Keine Frage: wer so eine charismatische Bühnenpräsenz zeigt und eine einfach nur bewundernswert grandiose, sich von Woche zu Woche sogar noch kontinuierlich steigernde Leistung hinlegt, wer sich von Kehlkopfentzündungen, Koffeinschocks und medialem Kesseltreiben nicht aus der Bahn werfen läßt, der hat nicht nur das Zeug zum Superstar in Deutschland, sondern zum Weltstar! Wer vollgepumpt mit allen möglichen Medikamenten und unter erschwerten Bedingungen so granatenmäßig abhebt wie Fady am letzten Samstag, vor dem kann ich mich nur noch in Demut verneigen. Auch wenn es bei bei DSDS nicht ganz gereicht hat: Starqualitäten UND menschliche Größe zeichnen diesen außergewöhnlichen jungen Mann aus, von dem man noch viel hören wird!

Anonym hat gesagt…

LOL @ Vorposter! War das copy & paste irgendwoher? Ich hoffe doch stark...

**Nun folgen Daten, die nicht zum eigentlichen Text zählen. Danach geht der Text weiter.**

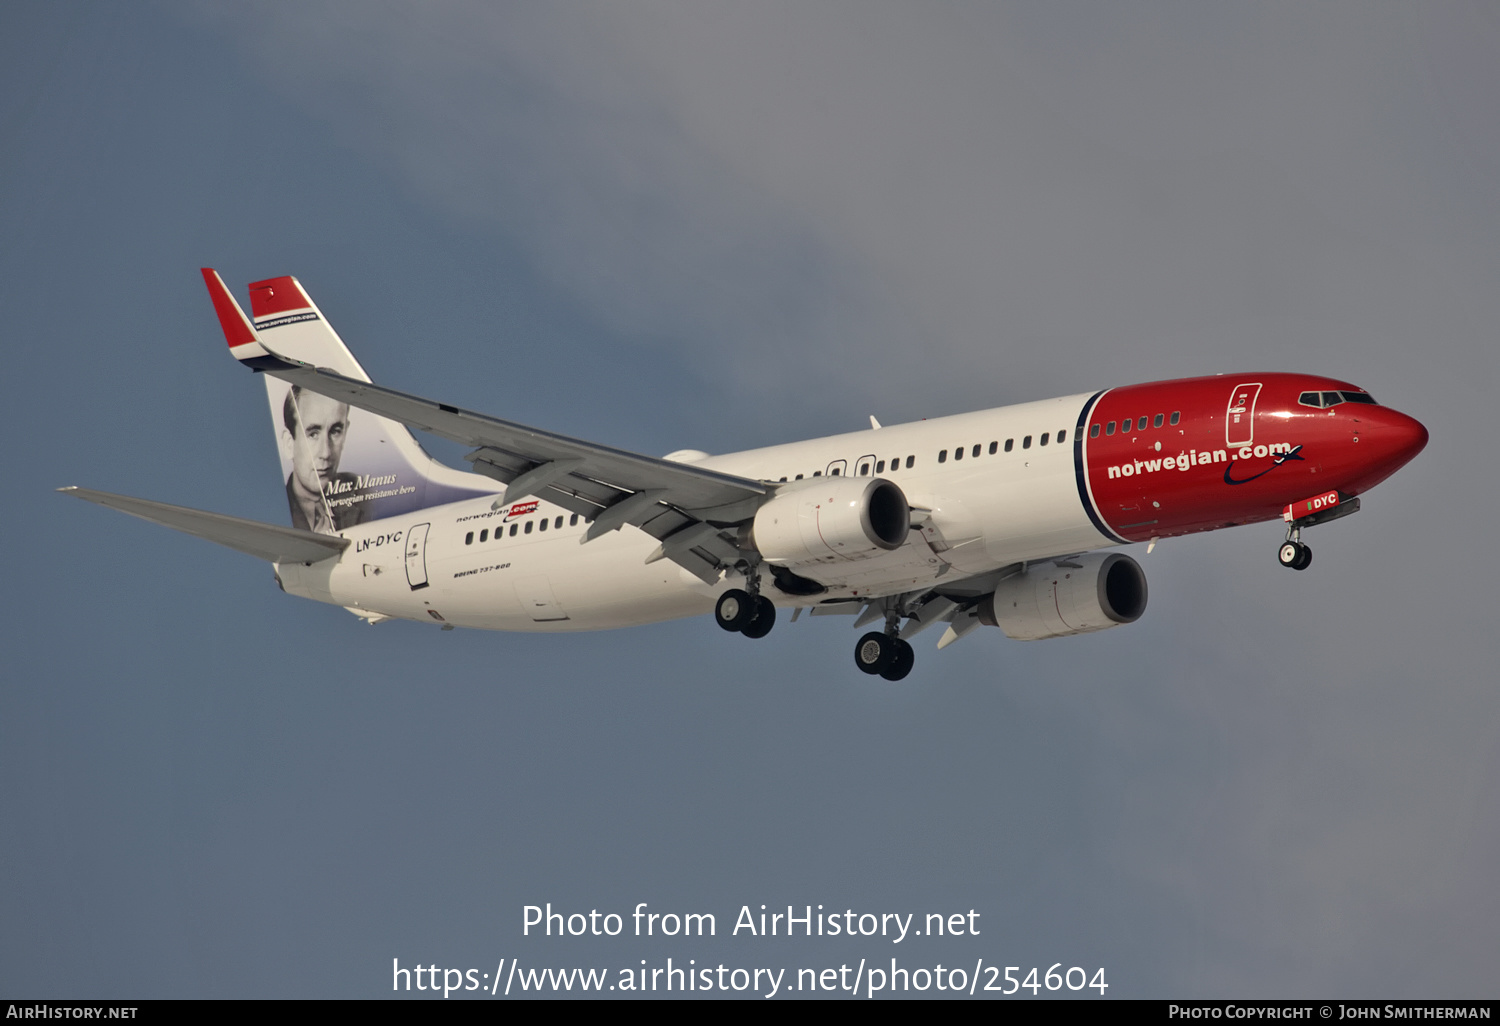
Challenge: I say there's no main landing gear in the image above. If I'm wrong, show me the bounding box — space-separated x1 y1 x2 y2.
853 610 915 681
1278 523 1312 571
715 588 776 638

Ich bezweifle sehr, dass man von all den DSDS Leuten jemals wieder etwas hören wird.
Meinetwegen kann der Fady ganz toll irgendwelche Schnulzen nachsingen und dazu traurig dreinschauen, aber sowas findet man auch in jeder X-beliebigen Karaokebar. Ich habe jetzt die sogenannte "Schmutzkampagne" gegen ihn nicht mitverfolgt, da ich bedrucktes Klopapier ala BILD und Konsorten nicht lese, aber imho hätte er so oder so verloren. Thomas hat irgendwie mehr das Gefühl vermittelt, dass er ein echter Künstler ist, der mehr als nur Lieder nachsingen kann. Und ich denke deshalb wurde er auch von den Zuschauern zum Sieger gekürt. Inwiefern sich dieser Eindruck bewahrheiten wird, bleibt natürlich abzuwarten. Ich persönlich würde ja empfehlen statt solchen musikalischem Pop-Fastfood, wie es DSDS einem serviert, sich mal ordentliche Musik anzuhören.

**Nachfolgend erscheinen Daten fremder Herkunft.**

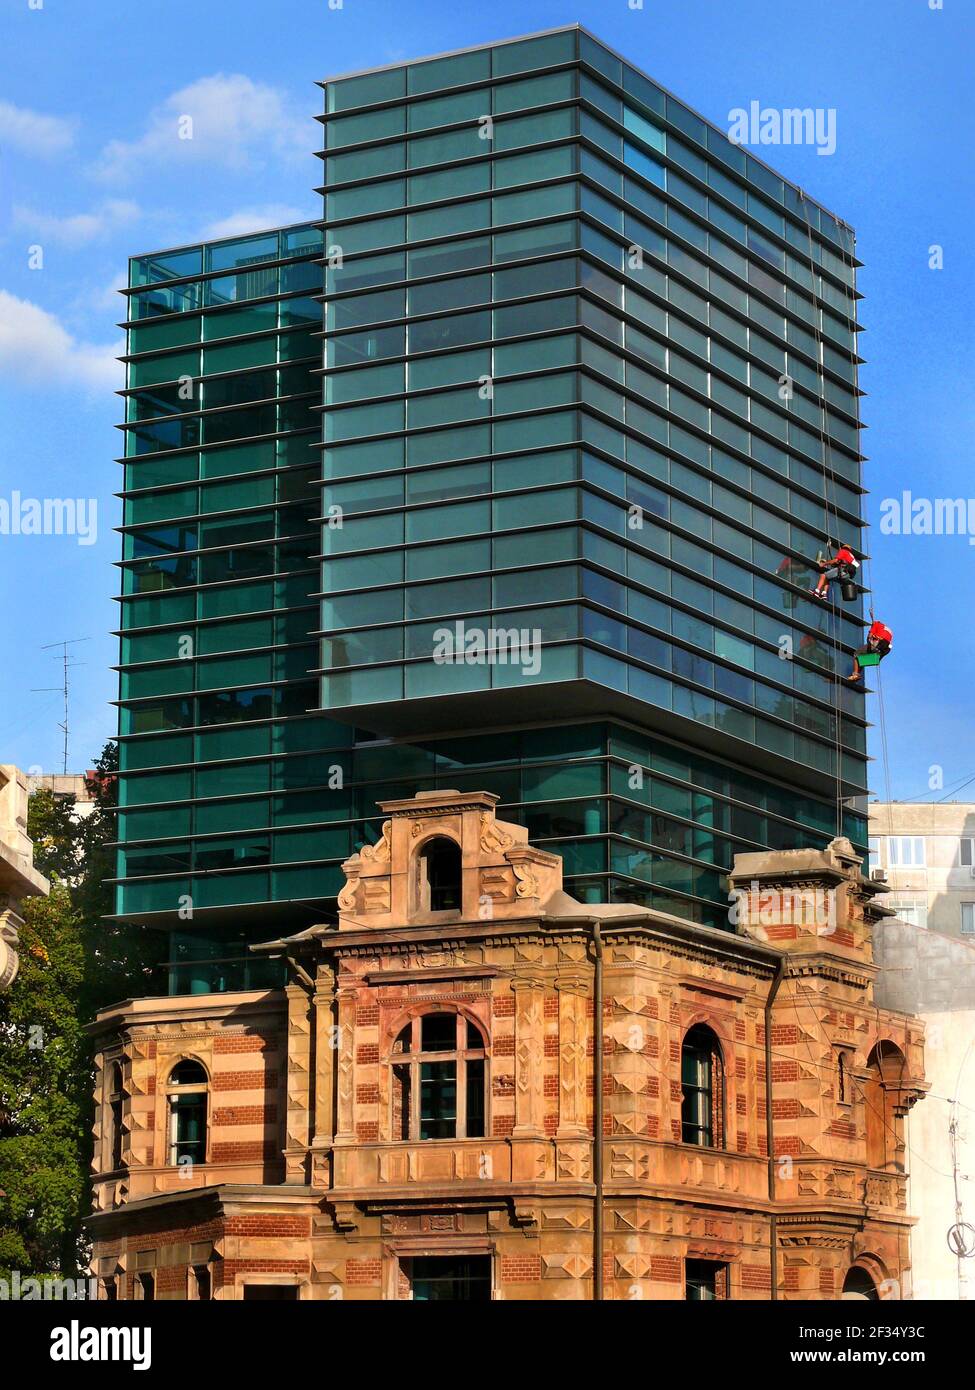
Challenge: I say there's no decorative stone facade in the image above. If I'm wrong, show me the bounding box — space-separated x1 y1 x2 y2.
0 764 50 991
86 790 927 1300
88 991 287 1214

P.S. Menschliche Qualitätem? Also ob die bei einem Superstar irgendeine Rolle spielen würden! Die meisten echten Grössen dieser Branche haben sich doch die Birne bis zum gehtnichtmehr zugekokst. Ich habe kein Problem damit, einen Künstler für sein Werk zu bewundern, aber als Menschen Scheisse zu finden. Imho gehört eine Portion Wahnsinn einfach dazu. Insofern kann ich solche glattgebügelten Grinsekater wie Fady eh nicht ab, aber das ist nur meine persönliche Meinung.